However, the observation that domains of positive and negative supercoils do not rapidly disappear in cellular processes is incompatible with high diffusion rates (Droge and Nordheim, 1991; Liu and Wang, 1987; Tsao et al., 1989). Several factors have been proposed to hinder DNA rotation under biological conditions, including anchoring of DNA to the nuclear envelope or chromosome matrix, protein binding, or higher-order chromatin structure. All of these factors are depicted schematically as an “attachment site” in Figure 2B.

Indeed, the anchoring of DNA to cellular structures (induced in Saccharomyces cerevisiae by the binding of REP1 and REP2 proteins to DNA containing a REP3 sequence) increases in vivo supercoiling (Gartenberg and Wang, 1993). The sharp bends in DNA caused by DNA-binding proteins, such as Lac repressor (Lewis et al., 1996), IHF (Rice et al., 1996), HU (Swinger et al., 2003) or FIS (Pan et al., 1996), might also increase resistance to rotation. Indeed, the in vitro binding to DNA of sequence-specific proteins, such as the bacteriophage λ O replication initiator or the E. coli lactose or galactose repressors, increases transcription-coupled supercoiling (Leng and McMacken, 2002) as well. The deliberate insertion of persistent bends in DNA was not by itself, however, sufficient to induce a large accumulation of transcriptional supercoiling (Stupina and Wang, 2004).
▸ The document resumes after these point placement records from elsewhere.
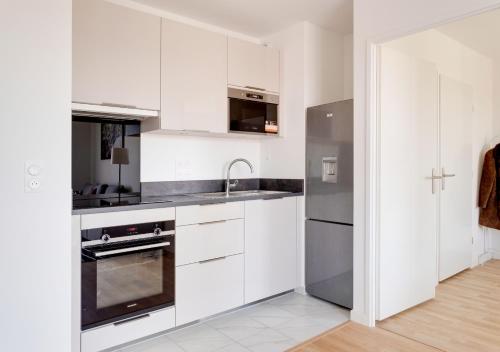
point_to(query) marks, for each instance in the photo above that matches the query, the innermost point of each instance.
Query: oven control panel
(127, 232)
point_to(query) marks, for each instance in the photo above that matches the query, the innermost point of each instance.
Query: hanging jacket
(489, 193)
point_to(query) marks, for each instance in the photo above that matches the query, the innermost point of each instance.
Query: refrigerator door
(329, 262)
(329, 158)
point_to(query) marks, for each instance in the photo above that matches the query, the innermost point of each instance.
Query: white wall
(35, 96)
(174, 158)
(457, 61)
(324, 66)
(377, 21)
(312, 73)
(493, 236)
(284, 157)
(348, 66)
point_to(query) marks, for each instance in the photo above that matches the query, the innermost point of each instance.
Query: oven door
(123, 280)
(252, 112)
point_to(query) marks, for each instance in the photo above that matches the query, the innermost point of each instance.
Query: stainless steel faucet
(230, 185)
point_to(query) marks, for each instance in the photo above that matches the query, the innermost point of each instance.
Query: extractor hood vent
(112, 112)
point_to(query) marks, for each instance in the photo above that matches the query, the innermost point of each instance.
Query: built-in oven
(127, 271)
(253, 111)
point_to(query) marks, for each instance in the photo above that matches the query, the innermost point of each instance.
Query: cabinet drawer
(211, 240)
(205, 289)
(111, 335)
(197, 214)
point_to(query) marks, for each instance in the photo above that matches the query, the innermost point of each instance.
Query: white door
(408, 203)
(455, 235)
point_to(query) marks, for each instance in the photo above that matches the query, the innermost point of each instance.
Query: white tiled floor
(271, 326)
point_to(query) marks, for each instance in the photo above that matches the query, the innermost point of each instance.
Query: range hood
(109, 111)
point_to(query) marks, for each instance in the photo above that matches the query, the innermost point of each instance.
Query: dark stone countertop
(180, 200)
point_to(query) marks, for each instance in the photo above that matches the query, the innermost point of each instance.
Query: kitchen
(186, 203)
(153, 238)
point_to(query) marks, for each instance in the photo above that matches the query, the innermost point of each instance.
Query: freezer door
(329, 262)
(329, 158)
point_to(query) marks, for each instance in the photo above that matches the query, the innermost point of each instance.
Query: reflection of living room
(95, 173)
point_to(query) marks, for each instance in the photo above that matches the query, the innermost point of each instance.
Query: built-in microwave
(252, 111)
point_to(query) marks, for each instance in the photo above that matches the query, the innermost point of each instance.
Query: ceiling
(480, 33)
(259, 18)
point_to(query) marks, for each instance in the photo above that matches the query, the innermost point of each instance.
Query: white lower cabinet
(111, 335)
(205, 241)
(208, 287)
(270, 247)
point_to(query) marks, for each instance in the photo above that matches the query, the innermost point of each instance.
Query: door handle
(445, 176)
(434, 177)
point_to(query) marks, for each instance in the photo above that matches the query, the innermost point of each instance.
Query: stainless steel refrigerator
(329, 202)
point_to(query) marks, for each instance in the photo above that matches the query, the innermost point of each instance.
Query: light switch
(33, 176)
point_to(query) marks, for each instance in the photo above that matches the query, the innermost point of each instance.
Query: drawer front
(92, 221)
(111, 335)
(211, 240)
(205, 289)
(196, 214)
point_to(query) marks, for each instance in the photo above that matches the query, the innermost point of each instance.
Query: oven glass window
(251, 116)
(128, 278)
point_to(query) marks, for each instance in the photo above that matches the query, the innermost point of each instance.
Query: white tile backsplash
(176, 158)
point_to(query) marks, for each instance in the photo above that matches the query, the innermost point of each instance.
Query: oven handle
(131, 249)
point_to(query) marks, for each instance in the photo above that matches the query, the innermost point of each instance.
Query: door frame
(373, 157)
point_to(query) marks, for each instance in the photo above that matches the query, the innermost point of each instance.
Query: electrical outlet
(33, 176)
(34, 184)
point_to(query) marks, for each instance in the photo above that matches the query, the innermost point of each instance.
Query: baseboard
(301, 290)
(361, 318)
(495, 254)
(483, 258)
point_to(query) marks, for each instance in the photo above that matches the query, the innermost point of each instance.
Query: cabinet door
(116, 55)
(207, 288)
(253, 66)
(194, 79)
(270, 247)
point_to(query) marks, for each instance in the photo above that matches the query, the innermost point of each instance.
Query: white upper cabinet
(194, 79)
(253, 66)
(116, 55)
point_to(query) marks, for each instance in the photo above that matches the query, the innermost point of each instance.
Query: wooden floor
(352, 337)
(464, 316)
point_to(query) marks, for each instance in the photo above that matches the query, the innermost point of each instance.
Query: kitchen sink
(236, 194)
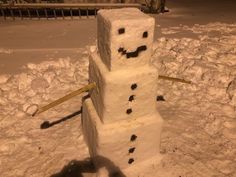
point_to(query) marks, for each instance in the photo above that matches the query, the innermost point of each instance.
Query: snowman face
(125, 39)
(137, 51)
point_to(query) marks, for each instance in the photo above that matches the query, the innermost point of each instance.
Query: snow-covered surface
(199, 135)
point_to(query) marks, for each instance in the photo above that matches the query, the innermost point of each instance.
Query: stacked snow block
(121, 124)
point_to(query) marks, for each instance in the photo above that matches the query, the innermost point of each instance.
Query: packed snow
(199, 135)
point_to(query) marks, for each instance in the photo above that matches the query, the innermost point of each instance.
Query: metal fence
(57, 10)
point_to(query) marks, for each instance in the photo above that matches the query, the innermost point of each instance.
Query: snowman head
(125, 38)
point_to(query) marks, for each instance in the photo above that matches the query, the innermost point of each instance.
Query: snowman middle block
(125, 143)
(123, 94)
(125, 37)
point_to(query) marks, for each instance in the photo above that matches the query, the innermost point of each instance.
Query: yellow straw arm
(174, 79)
(65, 98)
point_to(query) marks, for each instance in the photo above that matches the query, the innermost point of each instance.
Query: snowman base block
(124, 144)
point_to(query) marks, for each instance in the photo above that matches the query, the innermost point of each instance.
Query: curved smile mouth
(132, 54)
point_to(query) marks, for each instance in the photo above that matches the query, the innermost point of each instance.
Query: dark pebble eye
(145, 34)
(121, 30)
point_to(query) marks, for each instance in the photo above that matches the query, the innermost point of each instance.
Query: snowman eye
(121, 30)
(145, 34)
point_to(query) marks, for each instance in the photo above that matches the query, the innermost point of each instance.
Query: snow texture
(199, 135)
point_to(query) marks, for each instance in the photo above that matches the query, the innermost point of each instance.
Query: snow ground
(199, 135)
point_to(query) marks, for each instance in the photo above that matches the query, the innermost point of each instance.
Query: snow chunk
(39, 84)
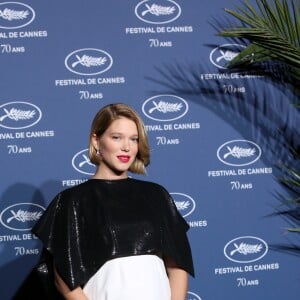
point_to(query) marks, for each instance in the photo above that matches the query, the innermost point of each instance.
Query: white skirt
(130, 278)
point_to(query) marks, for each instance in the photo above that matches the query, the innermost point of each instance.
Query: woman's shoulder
(149, 185)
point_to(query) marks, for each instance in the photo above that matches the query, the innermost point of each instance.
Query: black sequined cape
(98, 220)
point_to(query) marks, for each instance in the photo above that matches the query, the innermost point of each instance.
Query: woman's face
(118, 147)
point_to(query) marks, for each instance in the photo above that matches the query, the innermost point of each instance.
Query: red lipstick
(124, 158)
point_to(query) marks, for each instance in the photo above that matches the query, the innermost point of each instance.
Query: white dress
(130, 278)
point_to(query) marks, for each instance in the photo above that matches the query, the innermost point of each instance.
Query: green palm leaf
(273, 31)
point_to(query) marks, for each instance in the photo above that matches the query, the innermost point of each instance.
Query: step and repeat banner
(211, 141)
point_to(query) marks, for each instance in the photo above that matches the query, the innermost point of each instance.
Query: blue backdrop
(213, 135)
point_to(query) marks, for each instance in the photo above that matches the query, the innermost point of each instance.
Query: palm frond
(273, 30)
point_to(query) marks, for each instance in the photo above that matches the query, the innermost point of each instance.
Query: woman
(114, 237)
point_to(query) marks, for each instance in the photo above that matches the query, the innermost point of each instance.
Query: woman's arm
(76, 294)
(178, 279)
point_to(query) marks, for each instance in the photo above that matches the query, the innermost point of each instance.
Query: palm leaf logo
(182, 205)
(158, 10)
(165, 107)
(89, 61)
(24, 216)
(18, 114)
(10, 14)
(245, 249)
(239, 152)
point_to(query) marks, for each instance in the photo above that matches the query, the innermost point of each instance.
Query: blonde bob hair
(103, 120)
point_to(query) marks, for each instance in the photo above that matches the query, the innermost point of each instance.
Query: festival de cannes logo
(245, 249)
(88, 61)
(192, 296)
(184, 203)
(223, 54)
(19, 115)
(157, 12)
(165, 108)
(21, 216)
(15, 15)
(82, 163)
(239, 153)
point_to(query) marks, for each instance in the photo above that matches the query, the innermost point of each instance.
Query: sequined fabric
(99, 220)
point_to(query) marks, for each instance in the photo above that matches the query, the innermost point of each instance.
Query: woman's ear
(95, 141)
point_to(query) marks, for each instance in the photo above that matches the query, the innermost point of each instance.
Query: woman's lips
(124, 158)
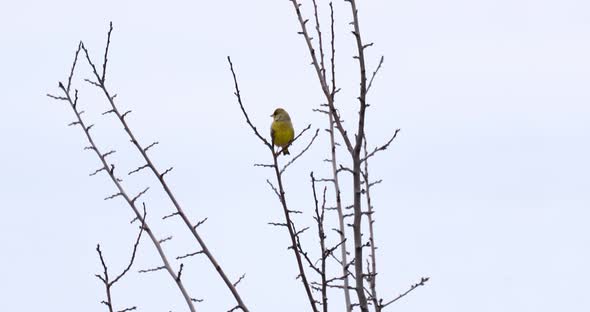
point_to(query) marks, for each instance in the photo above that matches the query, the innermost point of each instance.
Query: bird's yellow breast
(282, 132)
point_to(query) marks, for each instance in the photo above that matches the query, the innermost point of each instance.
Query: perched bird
(281, 129)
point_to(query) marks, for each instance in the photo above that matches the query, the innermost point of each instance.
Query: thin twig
(160, 177)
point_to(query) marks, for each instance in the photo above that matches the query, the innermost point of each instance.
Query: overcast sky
(486, 188)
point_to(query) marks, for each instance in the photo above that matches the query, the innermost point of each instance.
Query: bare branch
(380, 148)
(189, 255)
(237, 93)
(300, 153)
(137, 169)
(423, 280)
(375, 73)
(239, 280)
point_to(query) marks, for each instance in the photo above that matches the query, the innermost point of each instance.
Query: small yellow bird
(281, 129)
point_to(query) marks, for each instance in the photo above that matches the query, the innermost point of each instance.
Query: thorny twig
(105, 276)
(160, 176)
(293, 234)
(73, 101)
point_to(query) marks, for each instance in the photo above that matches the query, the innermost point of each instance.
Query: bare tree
(357, 275)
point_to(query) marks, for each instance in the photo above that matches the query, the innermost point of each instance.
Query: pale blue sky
(486, 189)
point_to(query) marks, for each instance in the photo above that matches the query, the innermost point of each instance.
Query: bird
(281, 129)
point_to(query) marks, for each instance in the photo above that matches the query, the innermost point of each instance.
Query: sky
(485, 189)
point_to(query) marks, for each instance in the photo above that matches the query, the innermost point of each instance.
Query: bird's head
(280, 115)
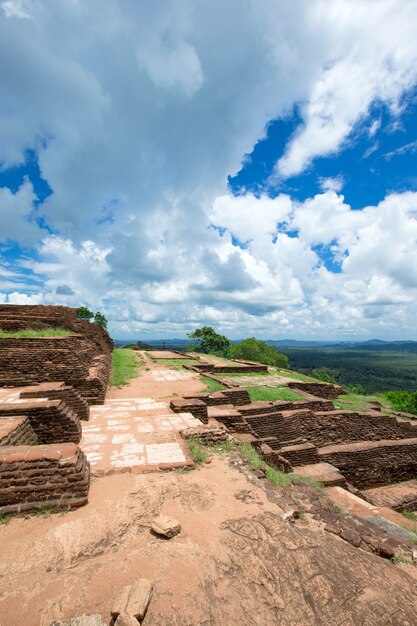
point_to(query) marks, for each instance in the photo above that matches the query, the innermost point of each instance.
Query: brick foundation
(51, 420)
(17, 431)
(54, 391)
(373, 464)
(82, 359)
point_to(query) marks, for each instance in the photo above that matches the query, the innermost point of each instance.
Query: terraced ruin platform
(137, 435)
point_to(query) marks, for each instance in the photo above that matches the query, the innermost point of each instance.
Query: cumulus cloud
(137, 128)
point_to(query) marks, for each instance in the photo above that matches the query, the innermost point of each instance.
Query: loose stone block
(87, 620)
(133, 599)
(166, 526)
(125, 619)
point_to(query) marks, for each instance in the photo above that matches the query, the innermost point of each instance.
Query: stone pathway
(135, 434)
(259, 381)
(171, 375)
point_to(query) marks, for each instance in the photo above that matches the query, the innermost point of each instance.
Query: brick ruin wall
(329, 391)
(54, 391)
(17, 431)
(51, 420)
(323, 428)
(82, 360)
(40, 463)
(376, 449)
(373, 464)
(33, 478)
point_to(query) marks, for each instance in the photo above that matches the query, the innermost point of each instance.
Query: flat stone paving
(171, 375)
(397, 496)
(260, 381)
(166, 354)
(135, 434)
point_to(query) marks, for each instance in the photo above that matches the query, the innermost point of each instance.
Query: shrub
(256, 350)
(84, 313)
(324, 375)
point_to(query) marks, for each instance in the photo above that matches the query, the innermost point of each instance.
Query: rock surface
(87, 620)
(166, 526)
(133, 599)
(125, 619)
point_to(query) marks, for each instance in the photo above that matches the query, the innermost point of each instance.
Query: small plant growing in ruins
(224, 446)
(197, 451)
(277, 478)
(100, 320)
(410, 515)
(400, 558)
(341, 509)
(84, 313)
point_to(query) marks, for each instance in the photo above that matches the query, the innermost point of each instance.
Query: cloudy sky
(248, 164)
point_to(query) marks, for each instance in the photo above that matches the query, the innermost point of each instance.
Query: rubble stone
(166, 526)
(133, 599)
(125, 619)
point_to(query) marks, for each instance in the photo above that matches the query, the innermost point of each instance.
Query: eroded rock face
(133, 599)
(166, 526)
(288, 575)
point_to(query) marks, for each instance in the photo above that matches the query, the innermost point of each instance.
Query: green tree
(100, 320)
(405, 401)
(208, 341)
(324, 375)
(256, 350)
(84, 313)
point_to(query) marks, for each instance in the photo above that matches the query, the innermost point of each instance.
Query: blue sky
(265, 185)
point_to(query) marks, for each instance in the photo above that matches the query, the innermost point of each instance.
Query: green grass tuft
(308, 481)
(124, 366)
(272, 393)
(211, 385)
(28, 333)
(248, 452)
(410, 515)
(278, 478)
(174, 364)
(399, 558)
(197, 450)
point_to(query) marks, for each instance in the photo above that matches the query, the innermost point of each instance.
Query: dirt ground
(235, 562)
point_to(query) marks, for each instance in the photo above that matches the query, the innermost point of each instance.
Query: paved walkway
(135, 434)
(259, 381)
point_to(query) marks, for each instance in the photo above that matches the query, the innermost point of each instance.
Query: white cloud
(140, 111)
(376, 59)
(335, 183)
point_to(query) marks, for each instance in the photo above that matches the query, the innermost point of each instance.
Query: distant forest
(375, 370)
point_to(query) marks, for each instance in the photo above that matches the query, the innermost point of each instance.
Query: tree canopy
(256, 350)
(208, 341)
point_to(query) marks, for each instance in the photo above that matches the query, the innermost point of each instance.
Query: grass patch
(211, 385)
(278, 478)
(399, 558)
(361, 403)
(198, 451)
(272, 393)
(291, 374)
(410, 515)
(175, 364)
(124, 366)
(308, 481)
(28, 333)
(248, 452)
(243, 373)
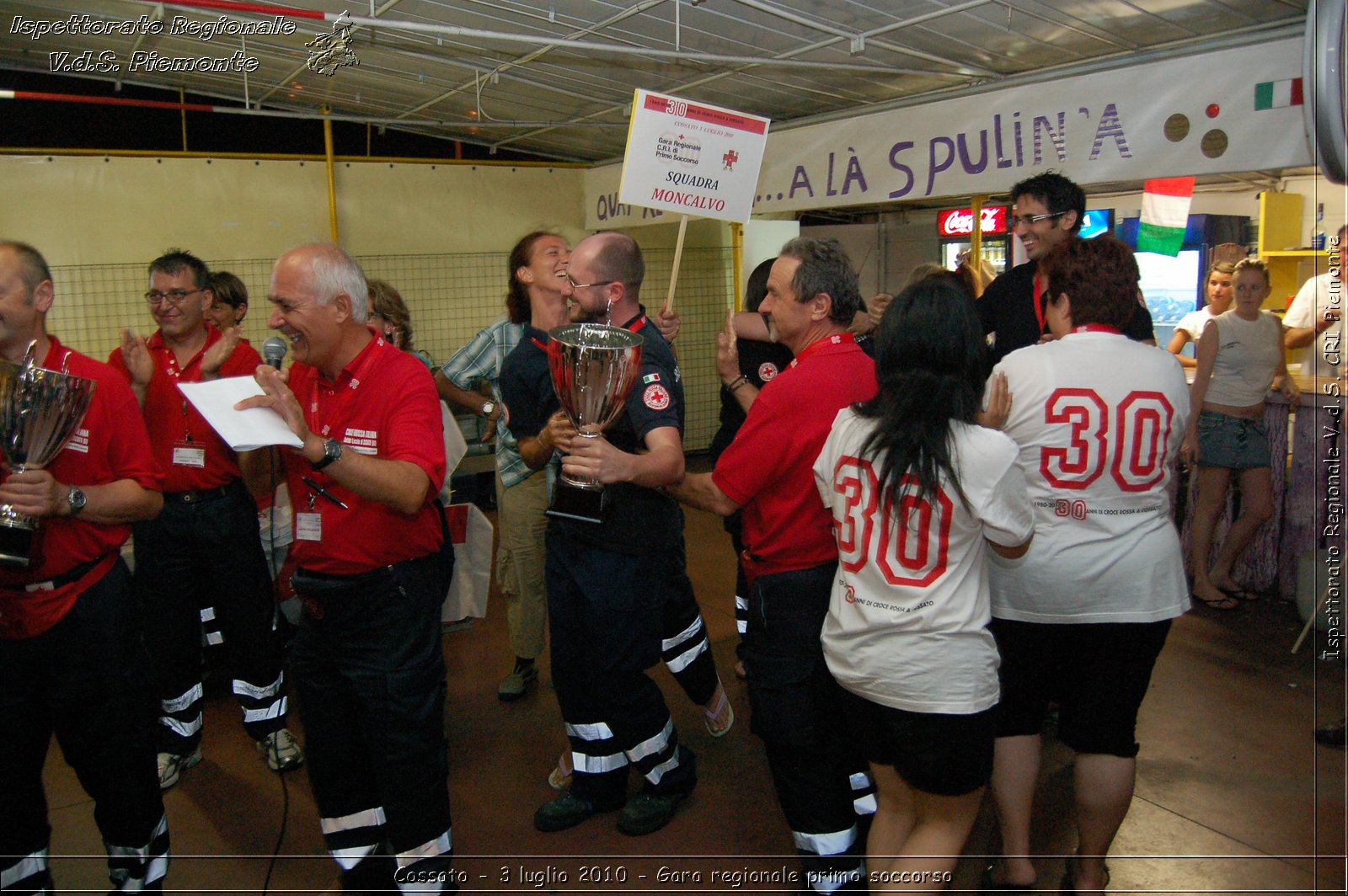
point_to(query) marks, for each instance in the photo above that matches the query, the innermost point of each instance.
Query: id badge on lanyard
(309, 527)
(185, 451)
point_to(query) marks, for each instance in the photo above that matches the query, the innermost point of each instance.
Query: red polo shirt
(174, 424)
(768, 467)
(384, 404)
(110, 445)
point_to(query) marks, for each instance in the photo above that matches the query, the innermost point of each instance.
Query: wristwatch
(332, 451)
(76, 499)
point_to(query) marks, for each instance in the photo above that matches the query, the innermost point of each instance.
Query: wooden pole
(332, 181)
(678, 253)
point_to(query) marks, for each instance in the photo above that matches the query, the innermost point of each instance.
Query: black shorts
(1096, 673)
(940, 754)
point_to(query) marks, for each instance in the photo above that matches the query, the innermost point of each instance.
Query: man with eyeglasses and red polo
(790, 556)
(206, 536)
(1049, 209)
(374, 563)
(72, 662)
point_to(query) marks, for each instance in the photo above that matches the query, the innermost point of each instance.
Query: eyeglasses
(581, 286)
(173, 296)
(1017, 220)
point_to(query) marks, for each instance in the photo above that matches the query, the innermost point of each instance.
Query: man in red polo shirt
(71, 655)
(790, 556)
(374, 566)
(204, 550)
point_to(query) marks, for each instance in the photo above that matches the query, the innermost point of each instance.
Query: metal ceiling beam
(536, 54)
(810, 47)
(862, 37)
(479, 34)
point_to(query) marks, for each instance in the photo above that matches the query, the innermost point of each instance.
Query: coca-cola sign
(956, 222)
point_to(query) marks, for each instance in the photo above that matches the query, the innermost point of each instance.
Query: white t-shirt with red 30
(907, 619)
(1099, 421)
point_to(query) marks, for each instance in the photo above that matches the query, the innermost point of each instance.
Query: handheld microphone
(274, 349)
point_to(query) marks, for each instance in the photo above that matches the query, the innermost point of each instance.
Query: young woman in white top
(1190, 325)
(921, 495)
(1239, 359)
(1083, 616)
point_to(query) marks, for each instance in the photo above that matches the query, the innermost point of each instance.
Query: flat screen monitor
(1096, 221)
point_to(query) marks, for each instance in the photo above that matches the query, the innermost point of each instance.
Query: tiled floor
(1233, 792)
Thus, the rotational drag of DNA with bound proteins merits further quantitative investigation.

Overview of DNA topoisomerase mechanisms

Topoisomerases, enzymes that modulate the degree of DNA supercoiling, are divided broadly into two families: type I enzymes transiently cleave and reseal one strand of duplex DNA in the absence of ATP (Figure 4, top), and type II enzymes cleave and religate both DNA strands in the presence of ATP (Figure 4, bottom). These two families are divided further into subfamilies, which can be distinguished on the basis of protein architecture (monomer versus oligomer), DNA substrate preference (duplex versus single-strand), reaction outcomes (net loss or gain of supercoils; complete or partial supercoil removal), and requirements for metals and ATP. Here we provide a brief overview of the catalytic mechanism for each family of topoisomerase enzymes.

Type I topoisomerases

TopIA enzymes transiently cleave a single strand of supercoiled DNA to form a 5′-phosphotyrosyl intermediate (Schoeffler and Berger, 2008). These enzymes include E. coli TopA, which preferentially relaxes negatively supercoiled DNA, and Topoisomerase III, which efficiently unknots and decatenates single-stranded or nicked DNA. TopIA enzymes have a clamp-like structure with a large central cavity in which DNA binds. Cleavage yields a covalent enzyme-DNA intermediate, in which TopA bridges the nick that it created in the DNA. The intact strand is then passed through the nick which results in a change of Lk by one unit per cleavage-religation cycle (Figure 4, top). Single-molecule experiments with E. coli TopA showed these unitary changes in Lk in real time (Dekker et al., 2002), which substantiated the previously proposed enzyme-bridged strand passage mechanism for TopIA (Lima et al., 1994).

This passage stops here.